My house has only a few centimeters of dust lingering about and my toilets would probably pass public health inspection. My teens’ lack of stench and cavities demonstrates my maternal ability to bribe them into hygiene. The food caught in my husband’s unruly semi-beard, along with my full pantry, is evidence of my culinary ‘prowess’. My phone regularly lights up with messages from friends around the world. Sometimes my stories make you snort milk out of your nose.
See. I’m pretty damn good. I have it together.
Fake it ’til you make it.
That’s what you think. That’s what my boss thinks — except when he’s scratching his chin wondering where my government-mandated reports and learning plans “disappeared” to. It’s what my neighbors, waving as I slide the blue box out to the curb, think. It’s what readers think when they scroll through tales of body bags found on my doorstep as I head out for my ‘easy-peasy’ 7km fun run.
Fake it ’til you make it.
Here’s the truth. Right now I am about three kleenex boxes away from a breakdown.
I am the squash with no nuts and no butter. I look damn yummy and you imagine I will help you have regular morning constitutions — but I am not what I appear.
To switch analogies — I am treading water. Great. Aren’t we all? My modest one-piece looks as respectable as the perfectly wrinkle-free swim cap. I am even — gasp — plastering a smile across my glowing-from-exercise cheeks.
But the water is rising. The pool noodle floated away long ago. My tired legs aren’t egg-beatering fast enough. I feel icy cold liquid sliding between my clenched jaw and back into my throat.
What you don’t see. The glass or two of wine I hide behind every night until escape fills my lungs and allows me to breathe. The phone screen I look at too often when I should be ingesting my teens’ animated tales of their day. The shower-bawling episodes stifled so my family won’t hear. The To-Do list, with fairly simple items, that remains unchecked.
You don’t observe the in-the-shed screaming and kicking — although you may notice the bruises since my snowblower didn’t appreciate the tire punt and fought back.
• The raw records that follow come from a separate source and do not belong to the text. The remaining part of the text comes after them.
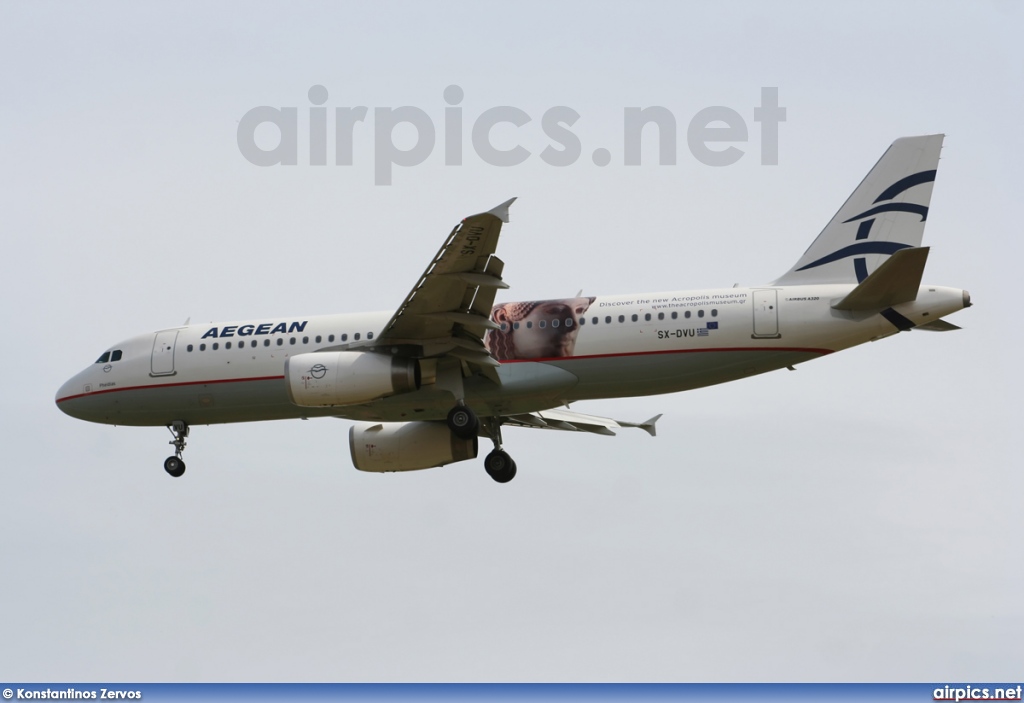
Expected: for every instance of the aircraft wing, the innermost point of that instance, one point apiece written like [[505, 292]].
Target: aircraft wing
[[576, 422], [449, 309]]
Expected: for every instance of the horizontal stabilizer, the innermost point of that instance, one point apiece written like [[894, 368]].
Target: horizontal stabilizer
[[937, 325], [895, 281]]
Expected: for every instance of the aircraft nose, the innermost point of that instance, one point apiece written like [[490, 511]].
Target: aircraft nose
[[71, 389]]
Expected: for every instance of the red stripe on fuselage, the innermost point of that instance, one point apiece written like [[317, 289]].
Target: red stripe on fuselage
[[537, 360], [185, 383]]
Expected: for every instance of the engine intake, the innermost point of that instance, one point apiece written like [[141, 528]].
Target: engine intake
[[407, 446], [326, 379]]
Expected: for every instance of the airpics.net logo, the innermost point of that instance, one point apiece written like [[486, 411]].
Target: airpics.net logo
[[712, 134]]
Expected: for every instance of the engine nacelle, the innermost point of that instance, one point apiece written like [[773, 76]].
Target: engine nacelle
[[326, 379], [407, 446]]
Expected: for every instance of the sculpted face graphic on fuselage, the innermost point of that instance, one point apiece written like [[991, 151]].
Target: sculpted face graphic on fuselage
[[536, 330]]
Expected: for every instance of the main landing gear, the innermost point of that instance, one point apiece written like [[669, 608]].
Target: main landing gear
[[173, 465], [465, 425], [498, 464]]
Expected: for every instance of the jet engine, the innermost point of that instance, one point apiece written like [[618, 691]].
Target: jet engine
[[407, 446], [326, 379]]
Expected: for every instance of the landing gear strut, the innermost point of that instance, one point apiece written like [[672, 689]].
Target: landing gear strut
[[498, 464], [173, 465]]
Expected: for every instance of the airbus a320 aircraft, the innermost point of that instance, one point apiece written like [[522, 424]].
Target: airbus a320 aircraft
[[450, 365]]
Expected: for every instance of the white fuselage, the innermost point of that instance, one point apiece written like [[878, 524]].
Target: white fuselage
[[624, 346]]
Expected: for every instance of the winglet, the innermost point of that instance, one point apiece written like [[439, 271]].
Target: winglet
[[502, 211], [647, 427]]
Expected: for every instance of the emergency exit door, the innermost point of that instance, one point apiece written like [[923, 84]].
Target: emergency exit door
[[163, 353], [766, 314]]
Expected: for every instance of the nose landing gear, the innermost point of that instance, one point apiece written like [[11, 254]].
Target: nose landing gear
[[174, 465]]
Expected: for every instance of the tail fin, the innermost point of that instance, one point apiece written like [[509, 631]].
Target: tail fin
[[884, 215]]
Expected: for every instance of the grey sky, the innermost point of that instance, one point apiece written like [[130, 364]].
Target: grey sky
[[859, 519]]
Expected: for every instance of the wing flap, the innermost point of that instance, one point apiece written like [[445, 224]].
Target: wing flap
[[569, 421]]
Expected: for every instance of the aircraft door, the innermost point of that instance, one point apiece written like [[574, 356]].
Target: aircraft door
[[766, 314], [163, 353]]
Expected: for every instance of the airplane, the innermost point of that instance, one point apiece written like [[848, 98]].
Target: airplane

How could you know that our cat hasn’t been to the vet in years?
Or that I desperately try to ignore my husband because I can’t bear to listen to one more repeated exclamation. A few days ago he was the main person twisting ornaments onto Christmas tree branches. Today he’s repeated at least 16 times, “Wow, you decorated the Christmas tree while I was out” — even when he hasn’t gone anywhere except to the bedroom to change his socks every hour for some bizarre reason.
Out of your sightline are my not-so-furtive hand-slides into chip bags and chocolate boxes.
Fake it ’til you make it. What a load of hoo-ey.
It’s stupid, dangerous advice. How can anyone help if they think your life is perfect?
What our world really needs is transparency.
“Fake confidence makes a fake you….All feelings are trying to tell us something…. Instead of allowing ourselves to feel uneasy, ‘fake-it’ advice tells us to ignore our hesitations, and keep going without resolving what our feelings may be trying to tell us.” Bonnie Ho
I’m not a butternut squash. Why would I pretend to be filled with nuts and coated in butter? Why can’t I just let the world acknowledge me for being the plain ole squash that I am?
Sure, I’ll make you crap to a daily schedule. That part is true. But the rest? The reality is that I’m plain, overly round, filled with sticky seeds, and not terribly yummy unless half a bag of brown sugar is tossed in.
Fake it ’til you make it.
It doesn’t even work for Butternut Squash. So give it up. It’s killing us all.